A filmmaker with a firm grip on gritty action, Antoine Fuqua gamely takes up the challenge presented by The Guilty, a deceptively spare crime thriller that relies on the fertile imagination of the viewer to conjure up the usual highly charged set pieces.
Based on the 2018 Danish film by Gustav Moller that masterfully ratcheted up maximum tautness in minimal surroundings, the American remake stars typically dependable Jake Gyllenhaal as a police officer working in a dispatch center who receives a cryptic distress call from the victim of an abduction from inside a speeding vehicle.
Some crucial tension gets lost in the translation.
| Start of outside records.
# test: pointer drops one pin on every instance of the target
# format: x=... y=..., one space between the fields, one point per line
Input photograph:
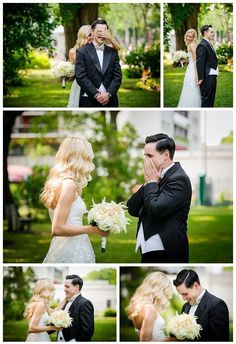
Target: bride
x=84 y=36
x=190 y=95
x=62 y=196
x=146 y=305
x=38 y=309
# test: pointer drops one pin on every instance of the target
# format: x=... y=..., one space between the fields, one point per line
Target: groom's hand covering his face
x=151 y=174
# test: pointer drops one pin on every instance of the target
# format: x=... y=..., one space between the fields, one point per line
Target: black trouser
x=208 y=91
x=155 y=257
x=88 y=102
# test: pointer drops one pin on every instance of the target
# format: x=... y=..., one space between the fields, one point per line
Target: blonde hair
x=72 y=161
x=82 y=36
x=156 y=288
x=44 y=291
x=194 y=32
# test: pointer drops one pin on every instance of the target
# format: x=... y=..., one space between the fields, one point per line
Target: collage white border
x=116 y=266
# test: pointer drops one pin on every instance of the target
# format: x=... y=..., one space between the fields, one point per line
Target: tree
x=73 y=16
x=228 y=139
x=25 y=26
x=10 y=209
x=184 y=16
x=16 y=291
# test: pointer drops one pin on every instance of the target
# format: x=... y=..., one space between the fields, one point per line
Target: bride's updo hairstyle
x=44 y=291
x=82 y=36
x=72 y=161
x=194 y=33
x=156 y=288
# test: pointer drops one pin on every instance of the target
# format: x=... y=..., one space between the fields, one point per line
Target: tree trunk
x=83 y=16
x=10 y=209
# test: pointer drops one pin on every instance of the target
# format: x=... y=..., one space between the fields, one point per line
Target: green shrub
x=38 y=60
x=109 y=312
x=224 y=53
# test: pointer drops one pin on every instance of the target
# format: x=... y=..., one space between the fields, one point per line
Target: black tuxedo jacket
x=206 y=59
x=89 y=74
x=212 y=314
x=163 y=208
x=82 y=328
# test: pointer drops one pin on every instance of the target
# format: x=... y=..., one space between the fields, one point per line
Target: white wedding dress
x=190 y=95
x=76 y=249
x=42 y=336
x=74 y=95
x=157 y=331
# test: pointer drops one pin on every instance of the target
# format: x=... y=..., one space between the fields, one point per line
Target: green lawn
x=40 y=89
x=210 y=235
x=105 y=330
x=173 y=81
x=127 y=334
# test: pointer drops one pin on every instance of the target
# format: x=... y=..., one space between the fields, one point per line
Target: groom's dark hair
x=76 y=280
x=188 y=277
x=205 y=28
x=98 y=21
x=164 y=142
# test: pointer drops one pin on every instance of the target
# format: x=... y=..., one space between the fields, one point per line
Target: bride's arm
x=62 y=210
x=33 y=324
x=147 y=323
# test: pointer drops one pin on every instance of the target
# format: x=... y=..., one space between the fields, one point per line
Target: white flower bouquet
x=179 y=56
x=108 y=216
x=60 y=319
x=184 y=327
x=63 y=70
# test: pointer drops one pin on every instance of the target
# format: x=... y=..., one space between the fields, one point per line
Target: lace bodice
x=75 y=249
x=41 y=336
x=157 y=331
x=190 y=95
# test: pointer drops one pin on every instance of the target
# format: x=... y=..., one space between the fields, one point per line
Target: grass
x=127 y=334
x=210 y=235
x=173 y=81
x=16 y=330
x=40 y=89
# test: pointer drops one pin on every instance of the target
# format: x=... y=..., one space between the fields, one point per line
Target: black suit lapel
x=106 y=59
x=210 y=48
x=94 y=57
x=201 y=306
x=169 y=173
x=186 y=308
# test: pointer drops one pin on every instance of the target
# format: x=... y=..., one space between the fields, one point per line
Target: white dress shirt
x=60 y=337
x=154 y=243
x=194 y=307
x=100 y=54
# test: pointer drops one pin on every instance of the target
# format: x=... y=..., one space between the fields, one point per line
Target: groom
x=162 y=204
x=207 y=67
x=98 y=70
x=80 y=309
x=211 y=312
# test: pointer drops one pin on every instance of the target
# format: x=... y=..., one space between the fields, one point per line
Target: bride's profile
x=84 y=36
x=190 y=95
x=146 y=305
x=38 y=309
x=62 y=196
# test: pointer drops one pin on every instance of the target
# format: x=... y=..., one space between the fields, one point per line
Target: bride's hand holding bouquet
x=109 y=217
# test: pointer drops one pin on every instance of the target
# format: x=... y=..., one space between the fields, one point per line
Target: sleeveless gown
x=42 y=336
x=76 y=249
x=190 y=95
x=74 y=95
x=157 y=331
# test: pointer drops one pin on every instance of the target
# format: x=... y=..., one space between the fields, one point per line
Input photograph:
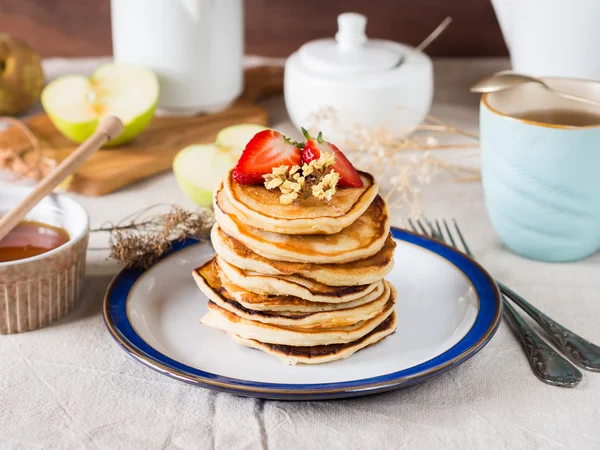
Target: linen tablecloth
x=71 y=386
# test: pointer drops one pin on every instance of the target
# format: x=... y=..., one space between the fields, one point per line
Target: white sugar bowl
x=366 y=82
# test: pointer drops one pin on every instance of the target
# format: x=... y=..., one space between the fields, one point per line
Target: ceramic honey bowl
x=38 y=290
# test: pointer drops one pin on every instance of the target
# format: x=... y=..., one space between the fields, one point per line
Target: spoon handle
x=546 y=364
x=575 y=98
x=109 y=128
x=575 y=347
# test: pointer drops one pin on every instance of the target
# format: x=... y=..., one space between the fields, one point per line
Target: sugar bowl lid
x=351 y=52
But although both Fuqua and his Southpaw star are essentially up to the task at hand, they’re let down by an exposition-heavy script that continually undercuts the crucial building tension. The film still offers Netflix viewers something that’s off the beaten track, but those unfamiliar with the cleverly crafted original will be getting only a diluted taste of what made the concept so bracingly effective.
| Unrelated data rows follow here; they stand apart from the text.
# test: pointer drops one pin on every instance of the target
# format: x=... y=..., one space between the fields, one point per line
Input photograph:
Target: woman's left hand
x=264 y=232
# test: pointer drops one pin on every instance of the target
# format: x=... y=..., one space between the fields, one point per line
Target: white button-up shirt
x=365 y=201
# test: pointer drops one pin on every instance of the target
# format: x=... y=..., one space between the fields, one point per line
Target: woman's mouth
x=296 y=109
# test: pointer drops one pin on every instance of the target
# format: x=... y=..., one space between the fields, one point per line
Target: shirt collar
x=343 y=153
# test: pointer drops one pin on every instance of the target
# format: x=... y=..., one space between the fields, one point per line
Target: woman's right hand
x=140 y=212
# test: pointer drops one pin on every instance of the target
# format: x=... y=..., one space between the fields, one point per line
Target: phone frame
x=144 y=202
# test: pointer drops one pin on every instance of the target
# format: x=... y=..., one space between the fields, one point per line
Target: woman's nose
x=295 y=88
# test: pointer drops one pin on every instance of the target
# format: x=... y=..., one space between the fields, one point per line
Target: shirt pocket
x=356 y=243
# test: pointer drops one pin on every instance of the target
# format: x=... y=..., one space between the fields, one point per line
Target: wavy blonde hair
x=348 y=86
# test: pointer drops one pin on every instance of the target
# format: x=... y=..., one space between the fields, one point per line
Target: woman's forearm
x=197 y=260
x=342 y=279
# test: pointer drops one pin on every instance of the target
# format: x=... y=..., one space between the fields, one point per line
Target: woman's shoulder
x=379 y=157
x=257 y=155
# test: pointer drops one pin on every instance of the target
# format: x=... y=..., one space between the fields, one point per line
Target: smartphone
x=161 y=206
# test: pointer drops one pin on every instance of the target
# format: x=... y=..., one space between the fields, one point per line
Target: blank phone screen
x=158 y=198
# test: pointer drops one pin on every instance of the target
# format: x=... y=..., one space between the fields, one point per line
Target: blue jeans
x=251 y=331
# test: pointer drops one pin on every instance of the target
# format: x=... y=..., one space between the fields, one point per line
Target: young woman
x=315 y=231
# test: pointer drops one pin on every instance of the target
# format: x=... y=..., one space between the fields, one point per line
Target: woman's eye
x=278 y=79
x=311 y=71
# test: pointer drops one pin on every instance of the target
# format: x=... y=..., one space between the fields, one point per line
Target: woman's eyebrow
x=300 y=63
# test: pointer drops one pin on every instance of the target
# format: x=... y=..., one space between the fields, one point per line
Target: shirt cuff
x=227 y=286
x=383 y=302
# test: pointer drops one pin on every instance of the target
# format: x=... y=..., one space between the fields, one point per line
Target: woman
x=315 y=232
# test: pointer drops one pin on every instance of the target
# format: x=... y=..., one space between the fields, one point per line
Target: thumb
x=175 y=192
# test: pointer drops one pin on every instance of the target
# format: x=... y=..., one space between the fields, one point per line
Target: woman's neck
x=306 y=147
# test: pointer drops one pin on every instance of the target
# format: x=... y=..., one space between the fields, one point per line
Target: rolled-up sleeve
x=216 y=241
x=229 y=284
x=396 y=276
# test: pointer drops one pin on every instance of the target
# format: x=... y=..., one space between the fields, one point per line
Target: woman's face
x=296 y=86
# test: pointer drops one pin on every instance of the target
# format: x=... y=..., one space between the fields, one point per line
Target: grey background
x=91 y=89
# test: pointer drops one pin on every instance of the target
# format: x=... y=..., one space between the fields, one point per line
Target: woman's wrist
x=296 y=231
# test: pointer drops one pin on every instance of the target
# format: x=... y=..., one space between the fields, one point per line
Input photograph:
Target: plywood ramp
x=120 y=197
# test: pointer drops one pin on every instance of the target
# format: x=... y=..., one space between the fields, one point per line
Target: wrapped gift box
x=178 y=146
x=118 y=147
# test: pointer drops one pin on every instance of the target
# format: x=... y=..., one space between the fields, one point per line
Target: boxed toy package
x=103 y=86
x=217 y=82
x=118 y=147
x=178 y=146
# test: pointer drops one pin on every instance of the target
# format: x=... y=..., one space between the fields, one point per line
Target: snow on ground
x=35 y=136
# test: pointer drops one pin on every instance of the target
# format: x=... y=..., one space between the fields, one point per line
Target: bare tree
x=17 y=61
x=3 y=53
Anxious to get back out on the street, Gyllenhaal’s Joe Baylor is an LAPD cop relegated to 911 duty (for reasons soon to be revealed), robotically taking the usual crackpot calls against the imposing backdrop wall of huge TV news monitors displaying raging wildfires that threaten to engulf the city.
Frustratedly tethered to his headset, he’s jolted to attention by that hushed, tearful call from a woman (Riley Keough, heard but never seen), who, as Baylor is able to piece together, has been taken against her will by her estranged husband (voiced by Peter Sarsgaard), leaving their two young children home alone.
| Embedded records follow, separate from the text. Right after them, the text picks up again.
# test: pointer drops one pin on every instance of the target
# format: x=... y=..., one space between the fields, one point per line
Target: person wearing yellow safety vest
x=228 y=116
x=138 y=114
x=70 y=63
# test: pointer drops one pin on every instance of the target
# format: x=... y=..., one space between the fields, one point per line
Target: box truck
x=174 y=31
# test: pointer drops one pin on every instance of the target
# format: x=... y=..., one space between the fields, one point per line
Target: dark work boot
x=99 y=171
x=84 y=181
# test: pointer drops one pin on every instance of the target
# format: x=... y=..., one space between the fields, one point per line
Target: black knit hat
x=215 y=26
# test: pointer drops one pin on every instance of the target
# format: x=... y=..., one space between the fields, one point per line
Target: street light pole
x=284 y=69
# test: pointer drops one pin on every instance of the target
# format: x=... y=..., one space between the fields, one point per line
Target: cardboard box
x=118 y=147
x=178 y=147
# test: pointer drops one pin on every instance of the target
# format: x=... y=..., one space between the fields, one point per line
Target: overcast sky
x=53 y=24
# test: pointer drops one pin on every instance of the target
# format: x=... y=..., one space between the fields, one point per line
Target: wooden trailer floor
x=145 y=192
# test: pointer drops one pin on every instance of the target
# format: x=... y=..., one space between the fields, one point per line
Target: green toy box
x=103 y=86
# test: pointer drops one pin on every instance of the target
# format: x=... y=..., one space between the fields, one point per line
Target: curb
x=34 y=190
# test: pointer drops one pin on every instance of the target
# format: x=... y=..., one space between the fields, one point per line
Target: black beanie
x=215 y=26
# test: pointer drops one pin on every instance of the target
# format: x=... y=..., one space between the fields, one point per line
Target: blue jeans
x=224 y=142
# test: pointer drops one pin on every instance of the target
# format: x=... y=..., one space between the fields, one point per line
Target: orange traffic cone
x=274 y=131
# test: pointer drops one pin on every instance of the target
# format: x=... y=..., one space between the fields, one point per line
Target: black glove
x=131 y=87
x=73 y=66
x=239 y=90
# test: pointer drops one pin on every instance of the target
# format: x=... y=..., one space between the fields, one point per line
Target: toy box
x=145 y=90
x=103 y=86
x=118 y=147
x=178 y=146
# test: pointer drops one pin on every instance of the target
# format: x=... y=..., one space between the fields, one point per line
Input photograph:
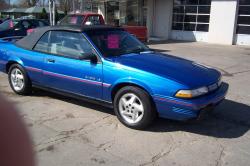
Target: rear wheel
x=18 y=80
x=134 y=108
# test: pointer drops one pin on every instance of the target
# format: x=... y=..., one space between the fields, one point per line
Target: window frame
x=194 y=15
x=97 y=54
x=240 y=15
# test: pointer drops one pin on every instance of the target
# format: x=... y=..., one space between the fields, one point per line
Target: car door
x=66 y=68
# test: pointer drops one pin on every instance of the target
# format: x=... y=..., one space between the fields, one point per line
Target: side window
x=43 y=44
x=26 y=24
x=69 y=44
x=93 y=20
x=41 y=23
Doing the best he can given the limited information and resources at his disposal, Baylor battles a ticking clock to save the woman and, in the process, find some much-needed redemption where his own culpable past is concerned.
Those personal stakes are played out too early in Nic Pizzolatto’s script, rather than allowing for the chilling details surrounding the abduction to first build in necessary intensity.
Played out in real time on what is essentially a single set, the production mines all the energy it requires from Fuqua’s precise direction, which wisely keeps the focus nice and tight on Gyllenhaal, capturing every feverish moment of his palpable anguish. Perhaps, in this case, a bit too palpable. The thing about those extreme close-ups is that the slightest wrinkle of an eyebrow can come across as being over-modulated, and there are times when things threaten to reach an unintended melodramatic pitch.
As with the imposing images of the blazing inferno that surround him, the true potency of the film’s construction lies in the spark rather than the flame.